Lebedev put his palm on Zaitsev’s shoulder. He shook it once gently and smiled with his gap.

“Read. We have some time before we cross.” The article was entitled “They Know at Home How You Are Fighting.” Zaitsev squinted to read in the shifting light:

Whether your home is near or far, it doesn’t matter. At home, they will always learn how you are fighting. If you don’t write yourself, your comrades will write, or your political instructor. If the letter does not reach them, they will learn about you from the newspaper. Your mother will read the communiqué, will shake her head and say: “My dear boy, you should do better than this.” You are quite wrong if you imagine that the one thing they want at home is to see you come home alive. What they want you to do is kill the Germans. They do not want any more shame and terror. If you die while stopping the Germans from advancing any farther, they will honor your memory forever. Your heroic death will brighten and warm the lives of your children and grandchildren. If you let the Germans pass, your own mother will curse you.

Zaitsev returned the sheet to Lebedev. “Thank you, comrade commissar. It takes courage to be so direct.”

Lebedev patted Zaitsev again on the shoulder. “Yes, it does. I’ll see you on the other side, Comrade Chief Master Sergeant.”

Well past midnight, the Siberians lay on the beach, watching and listening to Stalingrad scream to them.
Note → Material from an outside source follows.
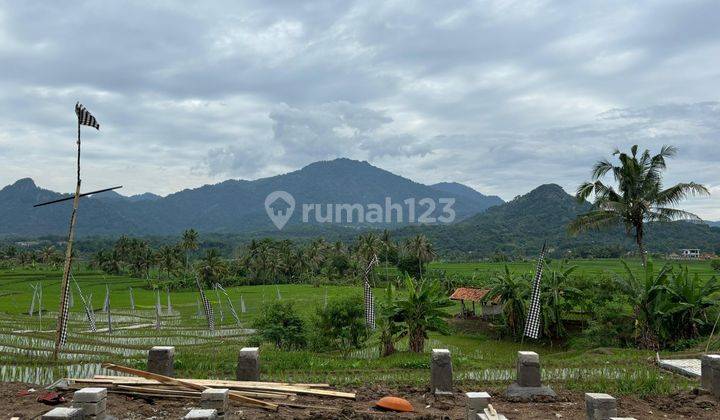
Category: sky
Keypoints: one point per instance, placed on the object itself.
(499, 95)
A flotilla of battered fishing boats, barges, steamers, and tugs appeared. A barge dropped anchor in the shallows in front of them. Zaitsev saw the holes in the ship’s timbers. Two men forward and four aft bailed buckets of water over the gunwales as fast as they could. Supplies were loaded quickly into the barge’s hold. Wooden crates of ammo were shouldered up the plank and lowered belowdecks. Several dozen cardboard boxes were stored; from them came the friendly sound of clanging, ringing vodka bottles. Crates of canned ham from America were carried up the gangway. The Red Army soldiers jokingly called this ham the “second front.” For a year Stalin had begged England and the United States to attack the Germans in the west to ease the pressure on Russia. The Allies always responded with their many reasons for being slow and considered in their actions. For the Russian foot soldier, these tins of sweet, wet, red ham from places such as Georgia and Virginia were to be the only help they would get from the States. The ham alone would have to suffice as the second front.

The boats chugged onto the Volga. Flares split the glittering night sky. The men stared overhead, trying to pierce the coils of smoke and search for the first hint of a diving Luftwaffe warplane. The dancing light from the city scorched like a fever across their brows, making them blink and sweat.
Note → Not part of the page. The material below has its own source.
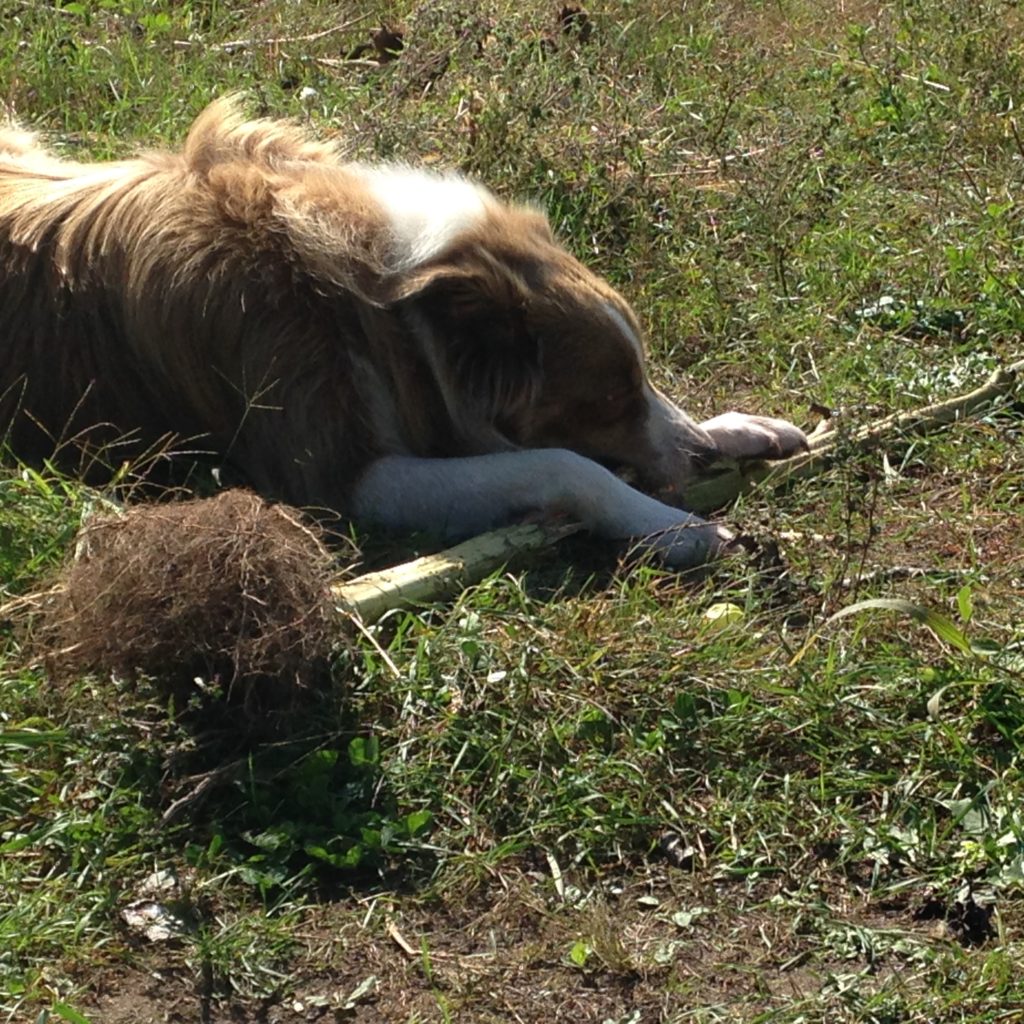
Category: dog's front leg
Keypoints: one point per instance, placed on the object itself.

Halfway across the river a Stuka whistled past. The men braced, but no bombs or bullets fell. The fighter banked hard and climbed to avoid flying over the flames of the city. The men waited; was there another plane behind this one? When the Stuka was not followed, they let out a sigh as if from a single giant bellows.
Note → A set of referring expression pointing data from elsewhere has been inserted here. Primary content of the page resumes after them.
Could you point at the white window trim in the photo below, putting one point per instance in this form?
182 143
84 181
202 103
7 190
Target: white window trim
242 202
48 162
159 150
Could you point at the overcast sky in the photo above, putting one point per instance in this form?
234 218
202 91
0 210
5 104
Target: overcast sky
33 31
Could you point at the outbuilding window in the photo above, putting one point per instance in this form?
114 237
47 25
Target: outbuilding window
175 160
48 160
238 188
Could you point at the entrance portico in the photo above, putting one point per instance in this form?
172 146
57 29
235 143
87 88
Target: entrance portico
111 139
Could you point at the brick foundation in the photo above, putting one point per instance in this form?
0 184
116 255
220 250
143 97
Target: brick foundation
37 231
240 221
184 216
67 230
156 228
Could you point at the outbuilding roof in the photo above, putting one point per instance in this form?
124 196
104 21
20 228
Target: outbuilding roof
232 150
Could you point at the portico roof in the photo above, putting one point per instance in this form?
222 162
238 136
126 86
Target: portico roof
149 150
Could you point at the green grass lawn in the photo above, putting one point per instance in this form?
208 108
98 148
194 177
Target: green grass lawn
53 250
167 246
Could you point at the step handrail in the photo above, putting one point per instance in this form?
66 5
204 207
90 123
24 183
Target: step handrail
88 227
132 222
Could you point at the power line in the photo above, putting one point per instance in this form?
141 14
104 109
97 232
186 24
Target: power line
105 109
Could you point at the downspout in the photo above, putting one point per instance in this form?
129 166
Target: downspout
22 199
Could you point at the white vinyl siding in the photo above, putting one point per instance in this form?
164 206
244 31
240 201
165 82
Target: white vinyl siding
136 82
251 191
The leaking flotilla pushed to the central landing stage. No more aircraft shot out of the night. Zaitsev read the Luftwaffe’s neglect to attack the reinforcements to be a bad sign; it showed the Germans’ confidence in their taking of the city.

Ashore, the company huddled against the cool limestone cliffs. Above them, the city teetered and crackled. The river lapped at the stones under their feet, murmuring of tranquility in the darkness, telling the soldiers a thin lie of calm and peace.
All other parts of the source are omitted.